SYMP 13-2 - Setting targets for restoration: How will we get there if we don’t know where we are going?

Wednesday, August 8, 2007: 1:55 PM
A1&8, San Jose McEnery Convention Center
Paul Keddy, Department of Biological Sciences, Southeastern Louisiana University, Hammond, LA

(1) Targets. Few people would climb into an airplane for a trip without first knowing the destination.  I will share some examples of restoration targets from Europe and North America. We still need a consensus map (ecological target) for restoration of coastal Louisiana. One such map has been developed for the New Orleans region. 

(2) Scale.  Targets can be set at many scales, from specific sites, to ecoregions, to the biosphere. The criteria used will vary with scale. Upland areas may be easier to restore than coastal areas.  In uplands, the habitat template is largely fixed, while in coastal areas, flooding and sedimentation create the habitat template.  The future coastline of Louisiana will depend upon processes at multiple scales, including flood regimes (influenced by levee construction many miles away) and rising sea levels (influenced by global trends). 

(3) Sociological criteria. The technical side requires that we explicitly state (a) the target properties and (b) the target area. The sociological side requires that we address human irrationality, particularly habitual patterns of thought and behavior. In Louisiana, many citizens support restoration – if it can be done without inconvenience.  Restoration options are constrained by the social and psychological commitments to pumping more off shore oil, driving SUVs, building houses on concrete slabs in lowlands, and paying low taxes.  
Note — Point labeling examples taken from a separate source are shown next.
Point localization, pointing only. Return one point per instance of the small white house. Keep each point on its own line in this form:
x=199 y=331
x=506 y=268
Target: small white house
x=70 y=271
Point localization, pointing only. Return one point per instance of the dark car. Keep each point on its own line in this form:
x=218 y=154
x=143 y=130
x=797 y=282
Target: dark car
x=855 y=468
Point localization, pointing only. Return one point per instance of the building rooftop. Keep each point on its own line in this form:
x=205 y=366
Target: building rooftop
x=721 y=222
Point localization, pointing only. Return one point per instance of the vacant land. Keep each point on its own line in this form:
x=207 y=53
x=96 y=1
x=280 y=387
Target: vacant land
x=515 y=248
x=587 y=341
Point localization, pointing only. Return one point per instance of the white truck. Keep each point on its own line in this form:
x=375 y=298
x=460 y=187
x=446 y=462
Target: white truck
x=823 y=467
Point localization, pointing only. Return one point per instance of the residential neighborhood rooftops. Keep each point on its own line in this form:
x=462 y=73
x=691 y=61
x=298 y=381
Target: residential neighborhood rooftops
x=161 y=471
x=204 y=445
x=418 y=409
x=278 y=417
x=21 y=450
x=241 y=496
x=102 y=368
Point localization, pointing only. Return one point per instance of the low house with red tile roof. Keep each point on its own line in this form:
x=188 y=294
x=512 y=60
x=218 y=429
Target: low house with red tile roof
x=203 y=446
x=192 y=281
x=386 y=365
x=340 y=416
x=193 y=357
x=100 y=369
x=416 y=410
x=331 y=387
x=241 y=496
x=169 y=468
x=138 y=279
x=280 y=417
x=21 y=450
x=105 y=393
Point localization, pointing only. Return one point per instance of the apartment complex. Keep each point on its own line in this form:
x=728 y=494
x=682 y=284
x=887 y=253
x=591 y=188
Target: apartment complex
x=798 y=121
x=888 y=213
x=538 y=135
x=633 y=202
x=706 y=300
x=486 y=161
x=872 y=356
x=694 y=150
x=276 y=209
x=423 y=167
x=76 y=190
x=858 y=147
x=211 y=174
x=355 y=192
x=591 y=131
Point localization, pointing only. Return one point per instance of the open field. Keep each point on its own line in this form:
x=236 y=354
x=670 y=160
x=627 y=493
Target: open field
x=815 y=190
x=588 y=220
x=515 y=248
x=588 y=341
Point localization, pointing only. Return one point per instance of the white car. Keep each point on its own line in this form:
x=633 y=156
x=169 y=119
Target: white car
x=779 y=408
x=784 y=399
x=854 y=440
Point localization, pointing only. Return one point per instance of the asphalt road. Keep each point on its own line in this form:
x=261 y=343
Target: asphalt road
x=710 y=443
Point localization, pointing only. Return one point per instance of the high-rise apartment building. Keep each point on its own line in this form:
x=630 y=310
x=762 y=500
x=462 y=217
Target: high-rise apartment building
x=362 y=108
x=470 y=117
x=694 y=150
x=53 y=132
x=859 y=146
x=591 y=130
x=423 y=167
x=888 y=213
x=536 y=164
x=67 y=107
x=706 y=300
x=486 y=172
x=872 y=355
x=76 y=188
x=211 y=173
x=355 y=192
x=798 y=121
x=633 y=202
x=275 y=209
It is easy to underestimate the forces contrary to restoration. There is already a future target for much of Louisiana (and North America) – strip malls enmeshed in sprawling suburbs with herbicided lawns and two SUVs in each driveway.  Money can still be made by building in coastal wetlands, by logging coastal forests, by constructing levees, and by stalling decisions. Scientists can address the technical issues of (1) and (2), but even if we do, there is risk that the sociological constraints will render us irrelevant.